About Gary Wald
Gary’s career includes stints with major advertising agencies (Ogilvy & Mather, Grey), consulting firms (Luminant) and Fortune 500 marketers (NBC, GTE/Verizon, Medtronic). He is adept at launching and building new brands and new companies. His expertise includes growing revenues and profits, customer acquisition, business development initiatives, and strategic alliance partnerships.
Prior to becoming the CEO of The TeleDentists, he was a co-founder and EVP of Teladoc Health where he helped build that company into a leading telemedicine services provider.
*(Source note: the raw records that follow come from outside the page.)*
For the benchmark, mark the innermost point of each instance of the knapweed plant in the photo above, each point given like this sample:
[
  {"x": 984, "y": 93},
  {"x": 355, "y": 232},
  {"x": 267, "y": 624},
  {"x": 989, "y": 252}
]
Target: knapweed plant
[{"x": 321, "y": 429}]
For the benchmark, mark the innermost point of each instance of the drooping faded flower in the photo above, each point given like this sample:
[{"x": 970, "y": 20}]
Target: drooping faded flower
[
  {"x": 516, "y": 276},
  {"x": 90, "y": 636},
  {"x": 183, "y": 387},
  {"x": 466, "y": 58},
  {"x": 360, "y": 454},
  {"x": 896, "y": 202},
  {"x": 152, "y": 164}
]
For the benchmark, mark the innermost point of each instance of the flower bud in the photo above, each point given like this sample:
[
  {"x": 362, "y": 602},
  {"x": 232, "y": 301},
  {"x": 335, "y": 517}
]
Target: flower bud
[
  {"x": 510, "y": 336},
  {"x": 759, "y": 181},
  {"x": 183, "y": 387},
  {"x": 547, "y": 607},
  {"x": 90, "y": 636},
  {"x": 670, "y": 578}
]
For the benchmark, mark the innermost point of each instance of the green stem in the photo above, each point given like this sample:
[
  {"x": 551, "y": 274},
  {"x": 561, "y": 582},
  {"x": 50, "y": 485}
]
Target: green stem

Gary earned an MBA in Marketing from Northwestern University.
About Dr. Maria Kunstadter
Dr. Kunstadter graduated from U.M.K.C Dental School. While there, she co-founded the U.M.K.C Dental Outreach Program. The program has taken students, faculty and alumni to third world countries to provide dental care for 25 years. Dr. Kunstadter has led and participated in over 24 medical mission trips worldwide since 1982.
Dr. Kunstadter has been in private practice of dentistry for over 30 years. In 2001, she co-founded The Smile Salon, the Midwest’s first Dental Spa. In 2004, she was designated an “Innovator “by the Invisalign Corporation. In 2008, she achieved the designation of Elite Preferred Provider with Invisalign, which is awarded to only 1% of Invisalign providers in the world. Dr. Kunstadter was the first woman dentist to be awarded this honor. She is an international speaker with Invisalign and continued to receive Elite Status during her tenure at the Smile Salon.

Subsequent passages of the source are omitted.